# NB: GGPlot in Python with Plotnine

## GGPlot in Python

There are two ports of GGPlot2 to Python: `pygg` and `plotnine`.

The first seems to have stopped development and is much less used.

Let's look at Plotnine.

In [None]:
## ! conda install -c conda-forge plotnine -y

In [None]:
import pandas as pd
import numpy as np
from pandas.api.types import CategoricalDtype

In [None]:
from plotnine import *
from plotnine.data import mpg

Our old friend, `mpg` in Python:

In [None]:
mpg

## A Simple Bar Chart

In [None]:
(ggplot(mpg)            # defining what data to use
    + aes(x='class')    # defining what variable to use
    + geom_bar(size=20) # defining the type of plot to use
)

Notice that `aes()` is not a helper function (a function in the argument space).

Also, R dots become `_` in the argument names.

Note that we don't have to use the syntax above, which groups the functions in a single expression with `(...)`.

We can do this:

In [None]:
ggplot(mpg) + aes(x='class') + geom_bar(size=20)

Or this:

In [None]:
ggplot(mpg) + \
    aes(x='class') + \
    geom_bar(size=20)

Note that none of these are like R due to differing white space rules.

## Faceting

In [None]:
ggplot(mpg) + \
    aes(x = 'drv', y = 'cty', color = 'class', size='cyl') + \
    geom_point()

In [None]:
(ggplot(mpg)         
 + aes(x='drv', y='cty', color='class', size='cyl')
 + geom_point()
 + facet_wrap('class')
 + theme(legend_position = "none")
)

## The Pandas Way

Note the GGPlot included the computation of counts in the `geom_bar()` function.

In [None]:
mpg['class'].value_counts().sort_index().plot.bar(rot=45)

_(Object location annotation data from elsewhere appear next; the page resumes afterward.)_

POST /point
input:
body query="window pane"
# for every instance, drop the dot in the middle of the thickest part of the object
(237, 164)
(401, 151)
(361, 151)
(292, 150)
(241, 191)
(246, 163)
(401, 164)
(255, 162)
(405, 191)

However, sometomes Pandas *does* do internal calculations, as with `.hist()`:

In [None]:
mpg['cty'].hist()

For **faceting in Pandas**, see this: https://stackoverflow.com/questions/29786227/how-do-i-plot-facet-plots-in-pandas

Notice that it is essentially the result of a `.groupby()` followed by `.unstack()`.

So, Pandas expects you to do the data transformations upfront.

GGPlot2 will handle these in the geometries and facets

GGPlot2 is easier, but Pandas separates comcerns

**As a rule, data operations should never take place in the visualization**.